Piers Morgan is wrong about transgender athletes

Piers Morgan is wrong about transgender athletes
| Feminism > UK Feminism

Everything that Piers Morgan and his ilk are so afraid of when considering trans athletes carries as much weight as a popped kernel of corn.

What is Piers Morgan really all about? Is it all hysterical tweets and petty on-screen spats, or is there method behind the madness? Perhaps a half-hearted leap for fame, some sort of narcissistic Katie-Hopkins-style career sustained by public frenzy. Or maybe he really does believe the answer to everything is a return to a previous century.

In either case, a 2019 article by Piers for the Daily Mail once again smacks of intolerance. In it, he responds to – and fully endorses – athlete Martina Navratilova’s claims that transgender women have an unfair advantage in sporting competitions. Writing in the Sunday Times, the tennis player argued: “A man can decide to be female […], win everything in sight and perhaps earn a fortune, and then reverse his decision and go back to making babies if he so desires. It’s insane and it’s cheating.”

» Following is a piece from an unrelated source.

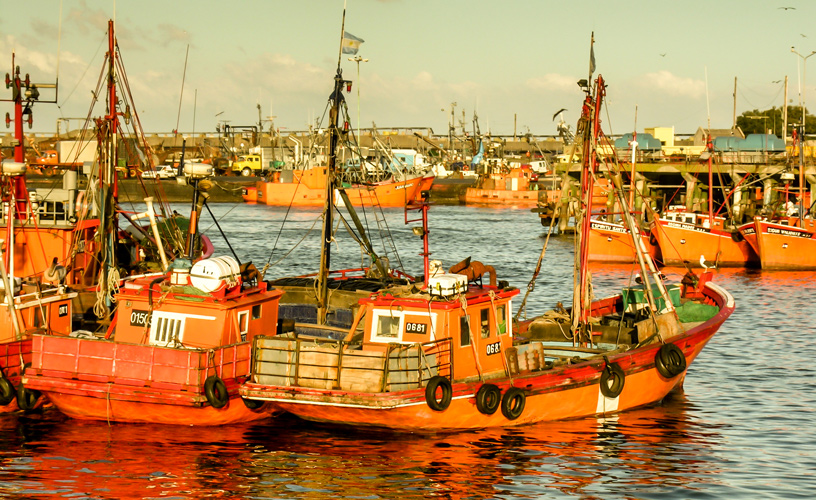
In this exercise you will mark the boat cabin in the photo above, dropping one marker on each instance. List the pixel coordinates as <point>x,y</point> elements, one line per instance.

Yes, she is genuinely concerned men might discard their own genitals as a ploy to secure medals. Naturally, social media hit back at this with fury. Navratilova was recognised as transphobic, blamed for fuelling hate, and was later even dropped as an ambassador for the LGBTQ campaign Athlete Ally

Piers, for his part, gushed all over Navratilova’s words, pronouncing her to be ‘so obviously right’. Judging by her flawed view of transgender issues, she is clearly so obviously wrong.

By claiming a transgender athlete might simply ‘go back to making babies if he so desires’, Navratilova spins a ridiculous narrative that trans people apparently flip flop between genders like it’s a choice of hat. Dr Rachel McKinnon, researcher of trans issues and also the first transgender woman to win a cycling world title, drives home the ridiculousness of such claims.

“She imagines a non-existent cisgender man who will pretend to be a trans woman, convince a psychologist and a physician to prescribe hormone therapy, undertake the process for legal changer recognition, then wait the minimum 12 months of testosterone suppression required by the current IOC rules, compete, and then change his mind and “go back to making babies”? No such thing will ever happen.”

Clearly, it’s utterly ludicrous, but there is danger in letting the ridiculous mask troubling ideas. McKinnon sees the issue as deeply concerning. “This is an irrational fear of trans women,” she says, “which is the very definition of transphobia.

We already know trans people face relentless discrimination from society and peers.

Might I brazenly propose we build trans people up instead of knocking them further down?

We’ve known for years of the devastating bullying both trans children and adults can face, with terrifying figures revealing the truth. One report, for instance, found that up to 45% of trans school pupils have attempted suicide at least once. This new debate is just another shove in the hallway.

By painting trans athletes as ‘cheaters’ in sport, not only do we discount their long, hard struggle to even get there, we chip away at their status as a member of society. Everyone has the right to compete in sport – everyone. If there genuinely are biological issues affecting fairness, we must find a way to get round them without languishing terms like ‘cheating’.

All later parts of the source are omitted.